But this all-American boy — who says he can’t drink, but does enjoy a cigar every once in a while, and would like to celebrate the success of his book with one if he makes the Times list — is now turning his 15 minutes of fame into a career of advocacy.

His book chronicles the struggles his family faced over the years — such as mother Terry’s struggle with M.S. — and the values that kept them together.

On the phone from Asheville, N.C., on Monday, the day before the vote on Amendment One, he has a lot to say.

WASHINGTON BLADE: The book is organized in an unusual way. Why?

ZACH WAHLS: The book has 14 chapters and two appendices. The first chapter is “Be Prepared,” which is the Boy Scouts’ motto, and the last chapter is “Do a Good Turn Daily,” which is the Scouts’ slogan. And the middle 12 chapters are named and oriented after and on a tenant of the scout law. And the scout law is a scout is trustworthy, loyal, helpful, friendly, courteous, kind, obedient, cheerful, thrifty, brave, clean and reverent.

Each chapter is an examination of that value, and how I learned it from my moms first, and how I learned it from the Boy Scouts, what it means to me, and what it means to the LGBT community in general.

BLADE: What was the “Daily Show” experience like?

WAHLS: It was the seven coolest minutes of my life.

And Jon, actually — unlike the host of literally every single other show — actually came to the green room backstage before the show and we had a nice little conversation.

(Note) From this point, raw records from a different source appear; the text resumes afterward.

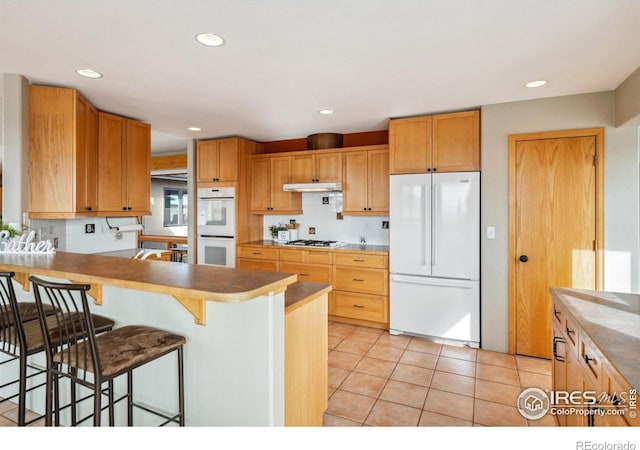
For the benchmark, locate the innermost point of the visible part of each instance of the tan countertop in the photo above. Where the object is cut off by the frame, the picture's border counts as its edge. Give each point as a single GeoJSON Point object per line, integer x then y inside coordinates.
{"type": "Point", "coordinates": [178, 279]}
{"type": "Point", "coordinates": [612, 321]}
{"type": "Point", "coordinates": [384, 249]}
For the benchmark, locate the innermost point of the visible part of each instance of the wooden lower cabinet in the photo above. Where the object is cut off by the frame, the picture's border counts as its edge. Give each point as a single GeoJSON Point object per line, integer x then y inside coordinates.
{"type": "Point", "coordinates": [360, 280]}
{"type": "Point", "coordinates": [306, 363]}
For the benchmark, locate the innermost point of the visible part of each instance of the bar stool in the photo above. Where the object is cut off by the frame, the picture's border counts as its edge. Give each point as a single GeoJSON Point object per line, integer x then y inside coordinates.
{"type": "Point", "coordinates": [21, 337]}
{"type": "Point", "coordinates": [100, 359]}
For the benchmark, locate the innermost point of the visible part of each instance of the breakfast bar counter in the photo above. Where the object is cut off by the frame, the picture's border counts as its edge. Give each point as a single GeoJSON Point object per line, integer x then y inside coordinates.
{"type": "Point", "coordinates": [235, 350]}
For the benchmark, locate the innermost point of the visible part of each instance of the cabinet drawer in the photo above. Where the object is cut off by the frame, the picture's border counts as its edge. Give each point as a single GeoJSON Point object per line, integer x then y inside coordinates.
{"type": "Point", "coordinates": [258, 264]}
{"type": "Point", "coordinates": [308, 272]}
{"type": "Point", "coordinates": [310, 256]}
{"type": "Point", "coordinates": [258, 253]}
{"type": "Point", "coordinates": [591, 360]}
{"type": "Point", "coordinates": [364, 280]}
{"type": "Point", "coordinates": [360, 306]}
{"type": "Point", "coordinates": [360, 260]}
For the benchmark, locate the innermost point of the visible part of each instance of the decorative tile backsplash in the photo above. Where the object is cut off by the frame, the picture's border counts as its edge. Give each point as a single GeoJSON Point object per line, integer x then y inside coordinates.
{"type": "Point", "coordinates": [320, 212]}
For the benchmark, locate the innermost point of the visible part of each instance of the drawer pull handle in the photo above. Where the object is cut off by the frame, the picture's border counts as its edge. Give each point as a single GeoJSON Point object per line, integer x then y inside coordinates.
{"type": "Point", "coordinates": [556, 340]}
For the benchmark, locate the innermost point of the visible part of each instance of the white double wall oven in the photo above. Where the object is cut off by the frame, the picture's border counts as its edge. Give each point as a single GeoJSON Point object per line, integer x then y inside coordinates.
{"type": "Point", "coordinates": [216, 226]}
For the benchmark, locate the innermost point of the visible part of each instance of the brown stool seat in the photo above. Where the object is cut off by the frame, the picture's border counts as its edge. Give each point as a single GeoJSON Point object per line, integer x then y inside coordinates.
{"type": "Point", "coordinates": [33, 331]}
{"type": "Point", "coordinates": [123, 349]}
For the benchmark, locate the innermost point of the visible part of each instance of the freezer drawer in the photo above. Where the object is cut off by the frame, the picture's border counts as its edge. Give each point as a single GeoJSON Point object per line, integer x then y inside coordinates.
{"type": "Point", "coordinates": [435, 307]}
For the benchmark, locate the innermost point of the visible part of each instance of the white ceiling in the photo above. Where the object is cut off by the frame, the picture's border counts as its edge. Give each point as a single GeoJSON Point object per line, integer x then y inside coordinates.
{"type": "Point", "coordinates": [284, 60]}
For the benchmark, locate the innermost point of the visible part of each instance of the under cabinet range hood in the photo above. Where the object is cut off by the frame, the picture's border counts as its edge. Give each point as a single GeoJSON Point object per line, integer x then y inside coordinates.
{"type": "Point", "coordinates": [313, 187]}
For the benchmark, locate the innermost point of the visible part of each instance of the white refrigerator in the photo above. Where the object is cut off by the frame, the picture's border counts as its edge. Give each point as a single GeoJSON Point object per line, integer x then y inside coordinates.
{"type": "Point", "coordinates": [434, 251]}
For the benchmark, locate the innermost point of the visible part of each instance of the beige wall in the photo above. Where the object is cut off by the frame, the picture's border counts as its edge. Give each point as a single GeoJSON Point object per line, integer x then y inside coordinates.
{"type": "Point", "coordinates": [622, 240]}
{"type": "Point", "coordinates": [628, 101]}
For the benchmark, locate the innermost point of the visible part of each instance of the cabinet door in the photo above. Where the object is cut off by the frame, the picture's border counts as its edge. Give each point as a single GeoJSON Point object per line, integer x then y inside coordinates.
{"type": "Point", "coordinates": [303, 169]}
{"type": "Point", "coordinates": [260, 185]}
{"type": "Point", "coordinates": [456, 141]}
{"type": "Point", "coordinates": [86, 198]}
{"type": "Point", "coordinates": [410, 145]}
{"type": "Point", "coordinates": [207, 157]}
{"type": "Point", "coordinates": [328, 167]}
{"type": "Point", "coordinates": [111, 142]}
{"type": "Point", "coordinates": [281, 174]}
{"type": "Point", "coordinates": [138, 163]}
{"type": "Point", "coordinates": [354, 188]}
{"type": "Point", "coordinates": [378, 181]}
{"type": "Point", "coordinates": [227, 160]}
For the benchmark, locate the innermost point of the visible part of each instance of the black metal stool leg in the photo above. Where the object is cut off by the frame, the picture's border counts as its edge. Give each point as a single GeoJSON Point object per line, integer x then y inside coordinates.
{"type": "Point", "coordinates": [130, 398]}
{"type": "Point", "coordinates": [181, 385]}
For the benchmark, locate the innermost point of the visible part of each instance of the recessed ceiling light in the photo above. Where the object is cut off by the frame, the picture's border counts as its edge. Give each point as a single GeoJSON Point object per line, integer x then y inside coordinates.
{"type": "Point", "coordinates": [209, 39]}
{"type": "Point", "coordinates": [88, 73]}
{"type": "Point", "coordinates": [537, 83]}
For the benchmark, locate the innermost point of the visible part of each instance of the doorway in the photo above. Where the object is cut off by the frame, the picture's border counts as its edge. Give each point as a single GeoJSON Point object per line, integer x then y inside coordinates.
{"type": "Point", "coordinates": [556, 182]}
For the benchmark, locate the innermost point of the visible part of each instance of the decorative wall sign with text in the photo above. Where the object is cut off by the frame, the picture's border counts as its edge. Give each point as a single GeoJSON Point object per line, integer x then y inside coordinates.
{"type": "Point", "coordinates": [25, 244]}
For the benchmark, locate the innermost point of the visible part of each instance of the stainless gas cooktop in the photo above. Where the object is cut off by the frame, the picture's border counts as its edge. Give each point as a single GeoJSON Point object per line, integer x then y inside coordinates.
{"type": "Point", "coordinates": [315, 243]}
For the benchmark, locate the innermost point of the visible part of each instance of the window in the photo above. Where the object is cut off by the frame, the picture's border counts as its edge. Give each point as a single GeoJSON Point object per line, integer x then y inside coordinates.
{"type": "Point", "coordinates": [176, 207]}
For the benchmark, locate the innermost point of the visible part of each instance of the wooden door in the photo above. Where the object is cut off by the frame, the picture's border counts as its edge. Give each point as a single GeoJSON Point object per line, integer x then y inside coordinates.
{"type": "Point", "coordinates": [111, 142]}
{"type": "Point", "coordinates": [410, 145]}
{"type": "Point", "coordinates": [456, 141]}
{"type": "Point", "coordinates": [555, 228]}
{"type": "Point", "coordinates": [227, 160]}
{"type": "Point", "coordinates": [328, 167]}
{"type": "Point", "coordinates": [138, 167]}
{"type": "Point", "coordinates": [355, 172]}
{"type": "Point", "coordinates": [260, 185]}
{"type": "Point", "coordinates": [378, 181]}
{"type": "Point", "coordinates": [303, 169]}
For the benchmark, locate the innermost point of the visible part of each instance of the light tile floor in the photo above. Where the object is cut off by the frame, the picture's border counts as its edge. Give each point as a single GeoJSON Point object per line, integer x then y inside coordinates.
{"type": "Point", "coordinates": [376, 379]}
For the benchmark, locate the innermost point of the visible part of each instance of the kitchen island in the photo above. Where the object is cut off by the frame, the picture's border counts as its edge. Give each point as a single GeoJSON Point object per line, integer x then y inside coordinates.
{"type": "Point", "coordinates": [234, 322]}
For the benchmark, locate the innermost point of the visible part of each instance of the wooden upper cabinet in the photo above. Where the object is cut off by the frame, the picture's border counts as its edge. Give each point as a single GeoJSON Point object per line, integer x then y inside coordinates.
{"type": "Point", "coordinates": [62, 153]}
{"type": "Point", "coordinates": [366, 182]}
{"type": "Point", "coordinates": [267, 177]}
{"type": "Point", "coordinates": [316, 168]}
{"type": "Point", "coordinates": [410, 145]}
{"type": "Point", "coordinates": [217, 160]}
{"type": "Point", "coordinates": [442, 143]}
{"type": "Point", "coordinates": [124, 175]}
{"type": "Point", "coordinates": [456, 142]}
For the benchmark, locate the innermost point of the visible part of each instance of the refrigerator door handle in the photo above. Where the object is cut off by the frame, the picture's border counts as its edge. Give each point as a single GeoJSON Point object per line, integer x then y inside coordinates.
{"type": "Point", "coordinates": [434, 223]}
{"type": "Point", "coordinates": [445, 282]}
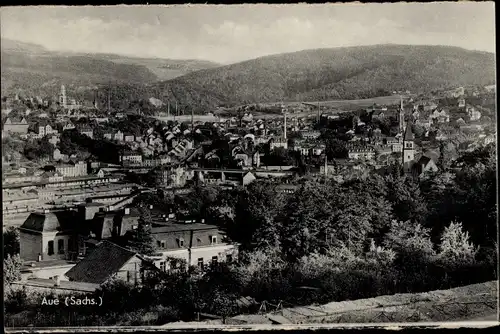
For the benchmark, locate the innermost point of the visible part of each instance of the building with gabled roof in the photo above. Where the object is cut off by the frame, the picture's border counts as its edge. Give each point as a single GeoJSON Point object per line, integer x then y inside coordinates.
{"type": "Point", "coordinates": [424, 165]}
{"type": "Point", "coordinates": [408, 148]}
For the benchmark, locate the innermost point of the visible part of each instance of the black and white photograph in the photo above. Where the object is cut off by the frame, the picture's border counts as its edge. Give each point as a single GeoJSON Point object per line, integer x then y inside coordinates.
{"type": "Point", "coordinates": [270, 166]}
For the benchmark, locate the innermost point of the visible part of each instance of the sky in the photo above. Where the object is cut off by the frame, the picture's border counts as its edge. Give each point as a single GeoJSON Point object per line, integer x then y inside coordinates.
{"type": "Point", "coordinates": [228, 34]}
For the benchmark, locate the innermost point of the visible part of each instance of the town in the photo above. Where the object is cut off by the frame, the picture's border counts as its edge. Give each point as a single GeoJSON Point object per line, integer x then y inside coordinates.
{"type": "Point", "coordinates": [83, 186]}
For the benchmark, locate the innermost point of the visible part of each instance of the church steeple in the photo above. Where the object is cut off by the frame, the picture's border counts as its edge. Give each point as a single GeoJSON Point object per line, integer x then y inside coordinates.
{"type": "Point", "coordinates": [408, 148]}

It was very clear that he had read the book, it was clear that he enjoyed the book and we just had a great little conversation.

I was standing in the green room, and what he does is that he starts talking very loudly as he’s walking toward you down the hall, so you can hear him coming, and he knows that you can hear him coming.

He’s just such a classy guy. Just 100 percent pure class.

I went to the rally to restore sanity last year, and it was the first time I’d ever ridden a Greyhound, actually. Like 24 hours on a Greyhound from Iowa to D.C. to the rally, and I’ve been watching the show since I was like 10. It was an amazing moment.

My moms and my sister were there, they had a great time too. It was great for sure.

BLADE: You seemed very confident and calm. Were you nervous?

WAHLS: Well he came backstage before, and that helped a lot. I was like almost about to have a nervous breakdown when he actually walked into the room. So that would have been what I was experiencing when I walked on stage had he not done that. So that was useful.

It was definitely a high stakes seven minutes. We managed to have a conversation and have a great time, and it was a blast.

But they told me before I went on, don’t make any jokes, and I kept trying not to.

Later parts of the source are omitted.